Lately, the firm has been dealing with increasingly vocal opponents of the high rates that some inmates have to pay to make phone calls. These are generally contained to areas where the prisons themselves take unusually high commissions. But the arguments the critics make are still quite powerful and have proven a gigantic public relations headache for GTL and the other companies that work in the prison telephone space.

More than just an inconvenience

Inmates and their families are frequently upset by the high costs of staying in touch across prison walls. Rates in the U.S. prison system span a huge spectrum, ranging anywhere from $1.22 per minute to just 5 cents per minute, reveals the ACLU. In states like Arizona, where the prison system has traditionally taken large commissions from phone calls and views them as an essential source of revenue, the families of inmates often end up paying hundreds or even thousands of dollars per month, just to stay in touch with their loved ones.

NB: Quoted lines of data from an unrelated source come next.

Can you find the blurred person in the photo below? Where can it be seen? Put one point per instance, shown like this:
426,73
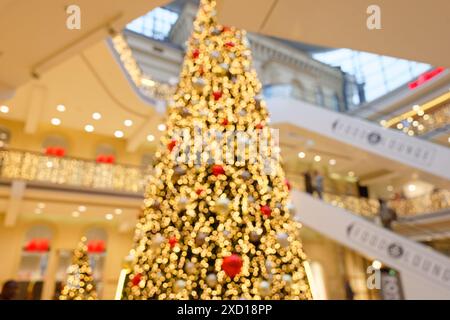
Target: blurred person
308,182
9,290
318,183
387,214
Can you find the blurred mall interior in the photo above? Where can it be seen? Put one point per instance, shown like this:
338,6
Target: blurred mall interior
366,112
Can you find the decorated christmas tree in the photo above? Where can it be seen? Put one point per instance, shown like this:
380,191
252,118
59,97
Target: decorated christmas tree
217,222
80,283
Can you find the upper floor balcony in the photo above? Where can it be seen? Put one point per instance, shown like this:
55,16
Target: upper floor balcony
95,175
71,172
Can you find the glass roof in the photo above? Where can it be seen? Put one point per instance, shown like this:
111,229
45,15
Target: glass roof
379,74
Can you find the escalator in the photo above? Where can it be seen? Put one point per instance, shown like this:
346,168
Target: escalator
417,153
425,273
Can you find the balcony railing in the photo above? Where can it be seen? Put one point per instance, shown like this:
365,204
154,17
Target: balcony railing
73,172
81,173
436,201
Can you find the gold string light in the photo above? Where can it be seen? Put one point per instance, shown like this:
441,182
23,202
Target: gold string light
209,230
80,282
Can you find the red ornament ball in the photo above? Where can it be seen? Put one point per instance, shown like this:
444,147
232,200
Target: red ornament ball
195,53
136,279
173,241
230,44
217,95
288,184
266,211
226,28
171,144
232,265
217,170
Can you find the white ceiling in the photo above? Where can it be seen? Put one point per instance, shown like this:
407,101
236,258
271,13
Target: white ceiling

However, that’s not the only reason that high calling rates may be bad. An increasingly large body of research indicates that inmates’ ability to stay in touch with their loved ones on the outside of prison is a key factor in lowering recidivism and promoting good outcomes upon release.

But GTL points out that the revenues generated for prisons in these overpriced markets are often times crucial to their budgets. In many cases, lowering rates would result in cash shortfalls that would result in the phones having to be removed, due to security concerns.